Dish Network customers with a Hopper 3 set-top and 4K HDR TV can tune to channel 540 and watch “nearly every” World Cup match in “stunning 4K HDR quality,” blogged the pay-TV service Thursday. The matches will be captured, broadcast and received in HDR10, emailed Dish spokeswoman Chelsea Satkowiak. The World Cup competition opened Thursday in Russia for a monthlong run.
The Apple TV 4K will support the Spectrum TV app starting later this year, Charter Communications blogged Monday. It said mobile Apple products already support its app, which allows live viewing of linear channels and of on-demand content.

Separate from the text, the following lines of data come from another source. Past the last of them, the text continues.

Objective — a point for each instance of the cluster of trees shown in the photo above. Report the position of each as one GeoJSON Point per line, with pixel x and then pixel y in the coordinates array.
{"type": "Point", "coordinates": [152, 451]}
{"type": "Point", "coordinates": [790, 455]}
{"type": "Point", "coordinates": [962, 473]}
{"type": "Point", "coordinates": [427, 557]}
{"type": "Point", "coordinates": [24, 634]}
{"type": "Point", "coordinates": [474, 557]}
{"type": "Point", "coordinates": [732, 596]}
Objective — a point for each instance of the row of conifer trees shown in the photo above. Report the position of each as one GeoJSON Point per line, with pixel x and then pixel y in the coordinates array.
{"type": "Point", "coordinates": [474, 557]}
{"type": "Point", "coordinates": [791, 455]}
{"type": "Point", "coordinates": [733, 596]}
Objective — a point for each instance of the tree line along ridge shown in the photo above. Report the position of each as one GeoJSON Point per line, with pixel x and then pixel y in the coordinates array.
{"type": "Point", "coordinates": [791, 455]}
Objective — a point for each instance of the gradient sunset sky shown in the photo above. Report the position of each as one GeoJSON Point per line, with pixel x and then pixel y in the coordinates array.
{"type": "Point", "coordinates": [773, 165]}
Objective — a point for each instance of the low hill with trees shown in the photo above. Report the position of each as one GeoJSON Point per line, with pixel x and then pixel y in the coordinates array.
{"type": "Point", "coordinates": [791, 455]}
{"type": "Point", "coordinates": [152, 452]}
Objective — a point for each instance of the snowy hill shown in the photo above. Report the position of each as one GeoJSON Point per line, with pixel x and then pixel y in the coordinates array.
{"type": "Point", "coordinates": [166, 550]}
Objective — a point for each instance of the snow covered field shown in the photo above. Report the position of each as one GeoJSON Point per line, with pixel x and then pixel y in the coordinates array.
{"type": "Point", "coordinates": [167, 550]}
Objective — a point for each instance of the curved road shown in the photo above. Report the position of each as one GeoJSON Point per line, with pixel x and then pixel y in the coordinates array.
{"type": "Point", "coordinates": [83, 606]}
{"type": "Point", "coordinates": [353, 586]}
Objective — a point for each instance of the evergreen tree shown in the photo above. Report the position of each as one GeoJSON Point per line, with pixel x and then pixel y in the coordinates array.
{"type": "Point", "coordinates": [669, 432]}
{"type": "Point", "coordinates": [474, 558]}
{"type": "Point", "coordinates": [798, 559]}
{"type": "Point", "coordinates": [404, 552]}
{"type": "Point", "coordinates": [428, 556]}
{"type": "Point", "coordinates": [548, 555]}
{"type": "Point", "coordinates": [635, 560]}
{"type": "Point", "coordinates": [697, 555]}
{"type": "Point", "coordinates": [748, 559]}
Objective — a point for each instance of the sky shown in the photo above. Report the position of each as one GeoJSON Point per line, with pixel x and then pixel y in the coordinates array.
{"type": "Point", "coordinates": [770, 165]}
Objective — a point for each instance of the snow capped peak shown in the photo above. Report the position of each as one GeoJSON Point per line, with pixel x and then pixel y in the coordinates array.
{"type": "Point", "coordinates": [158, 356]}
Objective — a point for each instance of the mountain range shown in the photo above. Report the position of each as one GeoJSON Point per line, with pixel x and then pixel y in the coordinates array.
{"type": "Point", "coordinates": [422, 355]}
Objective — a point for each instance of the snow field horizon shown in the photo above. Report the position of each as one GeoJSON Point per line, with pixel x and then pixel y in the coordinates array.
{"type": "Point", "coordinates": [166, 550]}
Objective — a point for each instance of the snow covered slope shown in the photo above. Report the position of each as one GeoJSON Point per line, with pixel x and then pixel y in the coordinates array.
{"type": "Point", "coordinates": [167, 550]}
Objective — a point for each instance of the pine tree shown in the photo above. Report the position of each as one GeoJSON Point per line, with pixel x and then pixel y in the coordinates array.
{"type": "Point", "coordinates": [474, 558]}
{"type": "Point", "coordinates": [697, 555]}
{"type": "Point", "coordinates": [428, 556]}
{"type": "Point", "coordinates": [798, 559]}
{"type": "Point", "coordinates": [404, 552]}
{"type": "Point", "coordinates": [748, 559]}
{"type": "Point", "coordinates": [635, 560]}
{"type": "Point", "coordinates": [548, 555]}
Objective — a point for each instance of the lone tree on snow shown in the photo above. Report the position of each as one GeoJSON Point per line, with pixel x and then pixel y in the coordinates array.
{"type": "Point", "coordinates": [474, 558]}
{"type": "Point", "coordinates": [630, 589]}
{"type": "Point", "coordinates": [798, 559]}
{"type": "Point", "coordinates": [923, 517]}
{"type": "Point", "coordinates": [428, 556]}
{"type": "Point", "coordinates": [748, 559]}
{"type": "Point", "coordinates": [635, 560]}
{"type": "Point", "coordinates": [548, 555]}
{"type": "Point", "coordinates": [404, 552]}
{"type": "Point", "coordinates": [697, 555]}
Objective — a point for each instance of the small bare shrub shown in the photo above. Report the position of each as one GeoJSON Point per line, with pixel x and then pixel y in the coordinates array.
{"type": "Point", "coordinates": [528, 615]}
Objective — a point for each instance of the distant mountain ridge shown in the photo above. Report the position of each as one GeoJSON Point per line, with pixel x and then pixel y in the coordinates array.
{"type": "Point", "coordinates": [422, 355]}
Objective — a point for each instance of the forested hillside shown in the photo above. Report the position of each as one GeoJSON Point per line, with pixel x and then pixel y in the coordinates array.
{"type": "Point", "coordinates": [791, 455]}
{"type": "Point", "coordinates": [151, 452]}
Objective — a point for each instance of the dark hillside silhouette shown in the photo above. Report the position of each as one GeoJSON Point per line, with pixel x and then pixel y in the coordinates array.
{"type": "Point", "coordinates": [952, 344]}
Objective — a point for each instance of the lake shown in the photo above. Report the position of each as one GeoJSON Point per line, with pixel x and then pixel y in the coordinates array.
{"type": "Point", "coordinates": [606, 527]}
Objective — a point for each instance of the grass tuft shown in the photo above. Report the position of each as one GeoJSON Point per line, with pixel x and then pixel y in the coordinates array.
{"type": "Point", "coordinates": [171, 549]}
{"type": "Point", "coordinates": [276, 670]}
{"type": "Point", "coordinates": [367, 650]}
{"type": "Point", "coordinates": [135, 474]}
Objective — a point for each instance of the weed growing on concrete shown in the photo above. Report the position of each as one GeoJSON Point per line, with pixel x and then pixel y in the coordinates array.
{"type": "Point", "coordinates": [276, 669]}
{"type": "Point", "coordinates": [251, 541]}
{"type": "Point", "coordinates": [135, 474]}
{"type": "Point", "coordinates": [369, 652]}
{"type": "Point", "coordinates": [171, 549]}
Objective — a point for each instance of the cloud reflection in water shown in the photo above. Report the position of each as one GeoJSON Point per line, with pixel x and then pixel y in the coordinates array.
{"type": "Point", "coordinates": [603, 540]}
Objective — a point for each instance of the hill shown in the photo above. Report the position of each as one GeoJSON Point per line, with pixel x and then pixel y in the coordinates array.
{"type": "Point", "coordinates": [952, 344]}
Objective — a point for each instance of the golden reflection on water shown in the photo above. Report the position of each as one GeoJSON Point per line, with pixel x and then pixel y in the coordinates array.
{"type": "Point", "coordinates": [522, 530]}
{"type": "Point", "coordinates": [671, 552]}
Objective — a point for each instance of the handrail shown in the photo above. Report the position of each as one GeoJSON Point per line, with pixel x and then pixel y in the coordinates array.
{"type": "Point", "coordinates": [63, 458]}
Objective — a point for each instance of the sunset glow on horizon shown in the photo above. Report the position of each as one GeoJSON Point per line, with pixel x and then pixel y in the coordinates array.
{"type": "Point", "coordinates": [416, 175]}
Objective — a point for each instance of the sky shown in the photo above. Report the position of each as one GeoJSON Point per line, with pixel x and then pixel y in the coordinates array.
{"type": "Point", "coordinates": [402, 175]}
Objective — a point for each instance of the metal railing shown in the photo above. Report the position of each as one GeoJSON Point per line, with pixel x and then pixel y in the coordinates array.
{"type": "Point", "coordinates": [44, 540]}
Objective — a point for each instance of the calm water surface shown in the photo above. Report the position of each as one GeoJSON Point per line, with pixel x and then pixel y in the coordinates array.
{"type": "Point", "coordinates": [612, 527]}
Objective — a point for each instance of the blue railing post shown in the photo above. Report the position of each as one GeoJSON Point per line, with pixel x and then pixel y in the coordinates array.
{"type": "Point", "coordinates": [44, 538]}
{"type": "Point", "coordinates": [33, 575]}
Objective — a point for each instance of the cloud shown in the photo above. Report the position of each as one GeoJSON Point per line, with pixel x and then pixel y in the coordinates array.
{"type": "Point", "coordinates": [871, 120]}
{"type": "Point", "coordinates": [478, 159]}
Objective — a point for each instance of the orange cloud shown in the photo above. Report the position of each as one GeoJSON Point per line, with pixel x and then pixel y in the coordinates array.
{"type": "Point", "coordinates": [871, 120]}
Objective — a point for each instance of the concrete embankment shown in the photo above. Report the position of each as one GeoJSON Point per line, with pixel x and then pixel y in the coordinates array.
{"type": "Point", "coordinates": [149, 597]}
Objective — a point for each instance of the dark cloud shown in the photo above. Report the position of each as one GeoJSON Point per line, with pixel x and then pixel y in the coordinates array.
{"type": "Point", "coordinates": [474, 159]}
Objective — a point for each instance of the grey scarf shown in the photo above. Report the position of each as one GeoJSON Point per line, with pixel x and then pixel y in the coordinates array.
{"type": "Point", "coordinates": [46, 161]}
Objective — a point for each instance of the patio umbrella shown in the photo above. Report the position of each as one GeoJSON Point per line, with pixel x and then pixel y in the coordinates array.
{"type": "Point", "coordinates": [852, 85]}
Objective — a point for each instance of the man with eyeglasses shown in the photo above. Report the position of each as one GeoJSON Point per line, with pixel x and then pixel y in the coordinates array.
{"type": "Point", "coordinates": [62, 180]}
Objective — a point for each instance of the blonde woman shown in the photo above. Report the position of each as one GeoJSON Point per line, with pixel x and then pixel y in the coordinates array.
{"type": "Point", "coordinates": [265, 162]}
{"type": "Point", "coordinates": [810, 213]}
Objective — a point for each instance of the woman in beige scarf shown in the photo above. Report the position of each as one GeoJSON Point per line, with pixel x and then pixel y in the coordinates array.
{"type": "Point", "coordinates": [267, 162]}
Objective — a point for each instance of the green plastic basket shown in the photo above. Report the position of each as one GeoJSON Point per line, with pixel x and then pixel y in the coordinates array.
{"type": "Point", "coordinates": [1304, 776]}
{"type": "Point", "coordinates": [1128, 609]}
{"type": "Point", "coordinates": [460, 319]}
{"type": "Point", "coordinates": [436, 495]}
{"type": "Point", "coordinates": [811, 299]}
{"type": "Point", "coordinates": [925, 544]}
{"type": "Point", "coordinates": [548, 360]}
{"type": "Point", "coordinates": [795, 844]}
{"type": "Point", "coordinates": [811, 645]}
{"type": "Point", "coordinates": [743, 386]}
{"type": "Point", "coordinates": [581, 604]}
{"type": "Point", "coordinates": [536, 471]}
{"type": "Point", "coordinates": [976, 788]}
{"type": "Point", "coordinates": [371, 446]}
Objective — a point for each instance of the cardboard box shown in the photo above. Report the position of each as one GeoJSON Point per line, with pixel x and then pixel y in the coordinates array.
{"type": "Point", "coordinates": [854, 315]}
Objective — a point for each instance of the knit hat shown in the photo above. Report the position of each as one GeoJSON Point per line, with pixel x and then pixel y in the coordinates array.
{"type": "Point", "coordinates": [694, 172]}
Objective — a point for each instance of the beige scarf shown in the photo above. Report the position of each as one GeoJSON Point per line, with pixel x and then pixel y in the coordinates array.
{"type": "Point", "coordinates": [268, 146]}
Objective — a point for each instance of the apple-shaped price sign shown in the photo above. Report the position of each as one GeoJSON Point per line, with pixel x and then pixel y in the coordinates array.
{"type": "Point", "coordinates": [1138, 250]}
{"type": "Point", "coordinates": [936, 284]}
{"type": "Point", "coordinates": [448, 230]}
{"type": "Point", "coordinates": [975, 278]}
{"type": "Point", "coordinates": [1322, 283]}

Best Buy pitched customers on a $279 Ultra HD 4K TCL 43-inch Roku TV, down from a $299 list price, in an email blast Friday. The entry-level TV scored 4.2 stars out of five in customer reviews, with positive ratings for gaming performance, ease of use and value, and a thumbs-down for long boot-up time and inconvenient placement of the volume button on the side of the remote control. The retailer announced in April (see 1804180002) an exclusive deal with Amazon to sell Toshiba-branded Fire TVs.
BBC will offer two live “cutting-edge” trials of next month's World Cup from Russia, one in Ultra HD with hybrid log-gamma HDR, the other in virtual reality, said the broadcaster Wednesday. The Ultra HD trial will stream all 29 of BBC One’s World Cup matches over the BBC iPlayer, it said. The trial will be available "to watch on a first-come, first-served basis,” it said. The trial will help the BBC “and wider industry prepare for a time when delivering such large-scale events in such high quality, for larger audiences, over the open Internet is normal,” it said. It recommends a connection of at least 40 Mbps to view the matches in 4K resolution. BBC "can only confirm that each game can support tens of thousands of people," emailed spokesman David Turnbull. "The combination of the BBC and the World Cup can drive massive audiences, and right now there is limited bandwidth available to deliver live Ultra HD content to such large audiences over the open Internet," he said. "We’re making our Ultra HD trial available to as many people as possible within those limitations, while testing our systems on the largest scale yet. The experience and data we gather from performing these trials will help us to optimise and scale up UHD delivery in the future." The VR trial will be viewable through a dedicated BBC app available for free soon on Apple, Android, Gear VR, Oculus Go and PlayStation VR devices, it said. The monthlong World Cup opens June 14.
Hisense announced availability of its 2018 4K Ultra HD R7 Roku TVs Tuesday. The lineup offers the 43-inch (14 watts; $349), 50-inch (20 watts; $429), 55-inch (20 watts; $499) and 65-inch (30 watts; $799) models. The R7 TVs have HDR10 and Ultra HD upscaling, said the company. The Roku mobile apps for iOS or Android act as a second remote and offer voice search and private listening with headphones, said Hisense.